Just as the dirt road was about to end and possibly marking the entry to the town centre, there was a small police booth and a POLICE sign by its side. Our vehicle slowed down (if that was possible given its speed) and the driver honked the horn looking towards the booth. The booth seemed empty and we moved on.

Five hundred metres or so from the booth, the vehicle came to a halt in front of an epicerie and there appeared a fat policeman. The driver just gave him the folder containing the papers and the money of course, and as these policemen normally do, he just went a bit towards the back of the vehicle, pocketed the money, returned the document and told the driver to move on.
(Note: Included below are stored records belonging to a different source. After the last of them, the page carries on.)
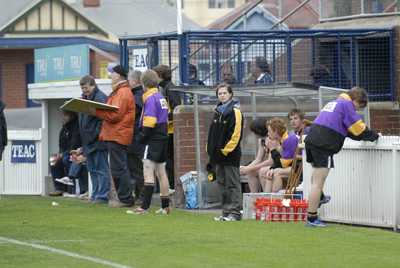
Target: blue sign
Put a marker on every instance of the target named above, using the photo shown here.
(23, 152)
(61, 63)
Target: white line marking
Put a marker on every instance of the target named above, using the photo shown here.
(56, 241)
(63, 252)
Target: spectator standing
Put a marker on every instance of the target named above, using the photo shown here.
(154, 135)
(260, 72)
(3, 129)
(227, 74)
(136, 149)
(117, 131)
(193, 78)
(63, 170)
(173, 99)
(94, 150)
(223, 148)
(336, 121)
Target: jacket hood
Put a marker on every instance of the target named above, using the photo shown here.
(2, 106)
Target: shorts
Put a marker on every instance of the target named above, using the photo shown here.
(319, 158)
(156, 151)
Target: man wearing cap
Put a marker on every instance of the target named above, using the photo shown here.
(117, 130)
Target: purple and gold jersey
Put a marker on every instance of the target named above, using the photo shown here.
(289, 144)
(155, 109)
(341, 116)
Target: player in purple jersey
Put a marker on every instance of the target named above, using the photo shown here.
(336, 121)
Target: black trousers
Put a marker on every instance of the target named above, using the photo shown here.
(170, 161)
(135, 165)
(119, 171)
(228, 179)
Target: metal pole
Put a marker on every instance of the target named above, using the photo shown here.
(44, 143)
(339, 61)
(395, 190)
(198, 153)
(179, 16)
(320, 102)
(290, 13)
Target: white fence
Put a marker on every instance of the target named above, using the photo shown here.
(23, 178)
(364, 184)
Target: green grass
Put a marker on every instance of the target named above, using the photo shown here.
(182, 239)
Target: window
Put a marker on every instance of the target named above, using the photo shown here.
(221, 3)
(1, 88)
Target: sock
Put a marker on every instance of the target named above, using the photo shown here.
(147, 195)
(164, 201)
(312, 216)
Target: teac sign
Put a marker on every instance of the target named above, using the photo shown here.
(23, 152)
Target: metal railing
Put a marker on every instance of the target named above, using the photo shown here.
(340, 58)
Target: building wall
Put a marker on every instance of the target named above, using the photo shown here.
(13, 73)
(98, 64)
(199, 12)
(13, 76)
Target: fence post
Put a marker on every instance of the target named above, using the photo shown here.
(198, 152)
(395, 188)
(339, 62)
(217, 65)
(44, 144)
(183, 58)
(152, 45)
(289, 58)
(354, 62)
(239, 64)
(392, 65)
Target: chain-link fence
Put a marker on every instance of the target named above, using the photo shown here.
(333, 58)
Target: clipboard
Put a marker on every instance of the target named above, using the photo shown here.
(82, 106)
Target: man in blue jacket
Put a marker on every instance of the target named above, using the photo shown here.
(94, 150)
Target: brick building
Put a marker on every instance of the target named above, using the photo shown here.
(26, 25)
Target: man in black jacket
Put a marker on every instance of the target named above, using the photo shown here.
(136, 149)
(94, 150)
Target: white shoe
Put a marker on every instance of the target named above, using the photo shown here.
(69, 195)
(84, 196)
(164, 211)
(171, 191)
(66, 181)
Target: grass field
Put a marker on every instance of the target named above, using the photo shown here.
(75, 230)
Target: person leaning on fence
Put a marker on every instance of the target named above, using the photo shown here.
(283, 149)
(193, 78)
(260, 72)
(154, 135)
(3, 129)
(117, 131)
(94, 150)
(136, 149)
(227, 74)
(336, 121)
(63, 170)
(173, 99)
(223, 148)
(259, 128)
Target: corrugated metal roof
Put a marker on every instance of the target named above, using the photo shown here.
(10, 9)
(304, 18)
(118, 17)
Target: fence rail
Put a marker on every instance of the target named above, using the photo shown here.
(364, 184)
(340, 58)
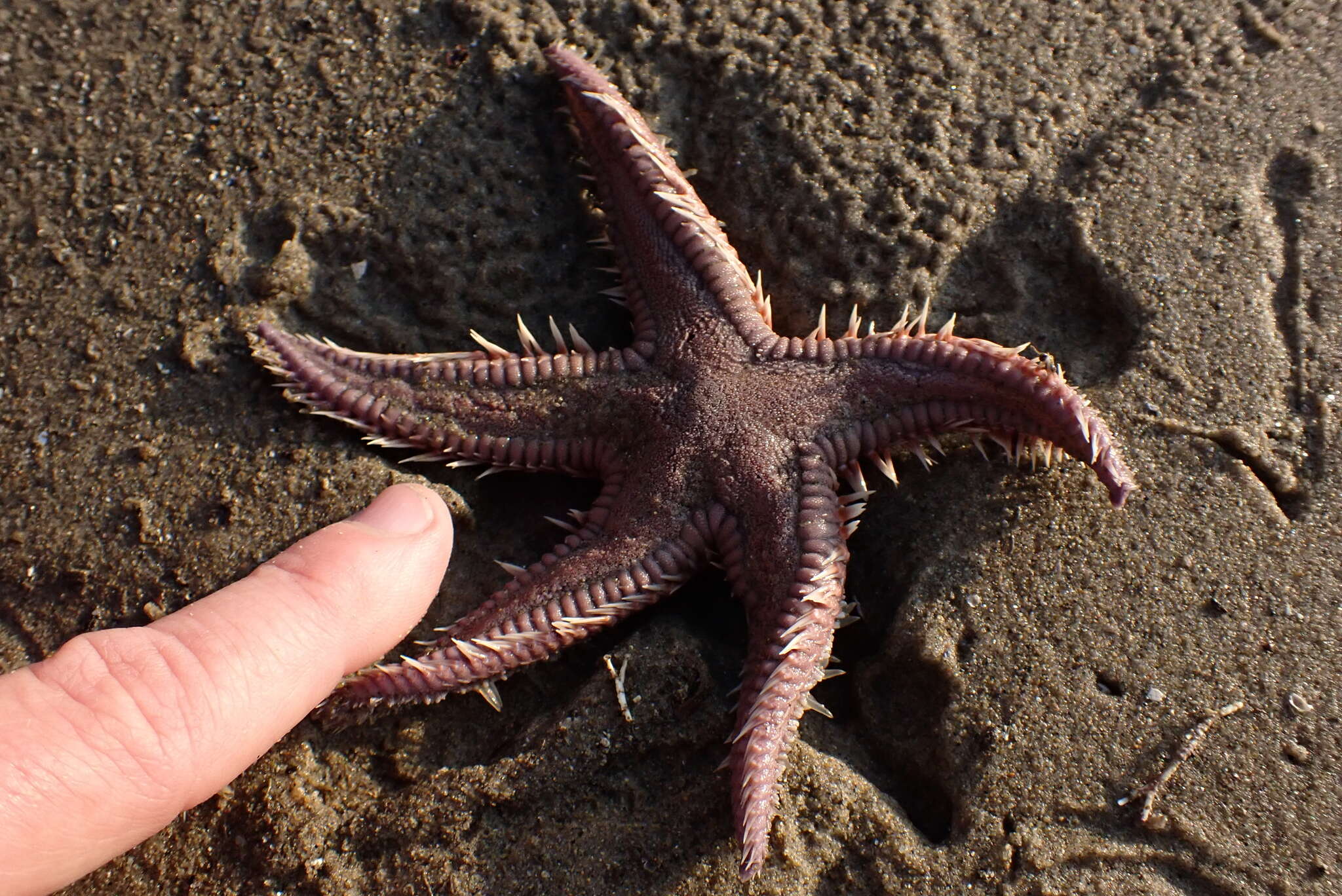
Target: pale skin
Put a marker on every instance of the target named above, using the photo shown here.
(110, 738)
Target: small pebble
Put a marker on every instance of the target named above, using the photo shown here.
(1297, 753)
(1298, 703)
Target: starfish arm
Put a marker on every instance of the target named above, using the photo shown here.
(585, 584)
(792, 610)
(908, 386)
(463, 407)
(674, 258)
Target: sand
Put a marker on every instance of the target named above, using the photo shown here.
(1151, 192)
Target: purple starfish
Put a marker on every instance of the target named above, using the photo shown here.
(716, 439)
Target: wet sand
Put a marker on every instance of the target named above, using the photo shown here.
(1151, 192)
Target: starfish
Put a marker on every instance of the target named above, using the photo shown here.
(717, 440)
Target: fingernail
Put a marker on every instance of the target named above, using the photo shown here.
(400, 510)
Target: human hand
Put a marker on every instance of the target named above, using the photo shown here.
(117, 733)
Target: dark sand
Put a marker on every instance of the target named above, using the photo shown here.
(1148, 191)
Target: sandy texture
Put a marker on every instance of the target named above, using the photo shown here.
(1148, 191)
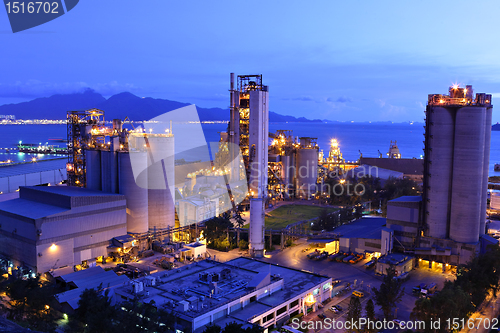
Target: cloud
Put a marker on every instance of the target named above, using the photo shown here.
(300, 99)
(36, 88)
(341, 99)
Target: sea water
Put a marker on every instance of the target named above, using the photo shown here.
(368, 139)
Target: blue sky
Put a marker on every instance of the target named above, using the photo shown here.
(337, 60)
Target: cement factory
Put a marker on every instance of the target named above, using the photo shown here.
(127, 192)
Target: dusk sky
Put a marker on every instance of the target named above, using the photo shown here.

Just as we were about to move, the shopkeeper asked for a sack of charcoal. The driver and his helper at the back unloaded one sack and carried to the side of the house. The policeman was just standing by the vehicle, ignoring me all along, until now.

When the driver came back to start the vehicle, the policeman asked him about the passengers at the front, and as soon as he heard I was not a Malagasy, his eyes lit up and he asked me for my passport and asked what I was doing in the village. I told him my passport was in Tana.

I had explained to the driver earlier that I was a forestry researcher and was doing some work in the village, so he answered for me telling the policeman that I did not speak Malagasy. That didn’t deter him for he started saying something in Malagasy which I couldn’t understand, but guessed he wanted something from me as he did from the driver.

When the policeman finished what he was saying the driver just told him that I was a Peace Corp volunteer and that I was just working in the village (earlier on the way, I had actually told the driver that I was not a Peace Corp volunteer). In any case, as soon as the policeman heard Peace Corp he just said Mandeha (Go), he didn’t want to deal with me any further.

I thanked the driver for getting that policeman off me, and started asking him about the money he usually paid to that policeman when he brought charcoal from the village. He said every time he passed that policeman with charcoal, he paid 12000 Ar (he said soixante mille using the old currency). And when he returned from the town after selling the charcoal, he paid another 5000 Ar. So in total he paid 17000 Ar in bribe to this policeman alone per trip.

I then asked how much charcoal he carried per trip and he said he had 65000 Ar worth of charcoal, so 13 sacks, which he sold at 5000 Ar per sack. I just couldn’t believe my ears then. He was making just 65000 Ar for that long hard trip in his old tattered jeep and more than a quarter of the money he made, he paid in bribes to that fat policeman.

This is when I started thinking what proportion of their income do Malagasy people pay in bribes per year. I searched on the Internet of course but most of the measures talk about the incidences of corruption or that of the perception of people about corruption. For example Transparency International’s Global Corruption Barometer 2013 (PDF link) reports 28% of people in Madagascar saying that they have had to pay bribe to at least one of eight services.

There are estimates of national and global costs of bribery and corruption, with one research estimating more than 1 trillion dollars paid in bribes every year globally. Madagascar’s PM was recently reported as saying that 40 percent of the budget was lost to corruption. From what I have heard and witnessed in my short time in Madagascar, the figure doesn’t surprise me, but the admission from the PM himself certainly does.

Worryingly, for the poor and the downtrodden, like the charcoal trader who gave me a ride into the town, having to pay bribes has become almost an intrinsic part of their lives here, an extra tax that they pay from their meagre income to fill the pockets of fat policemen like the one we met at the edge of the town.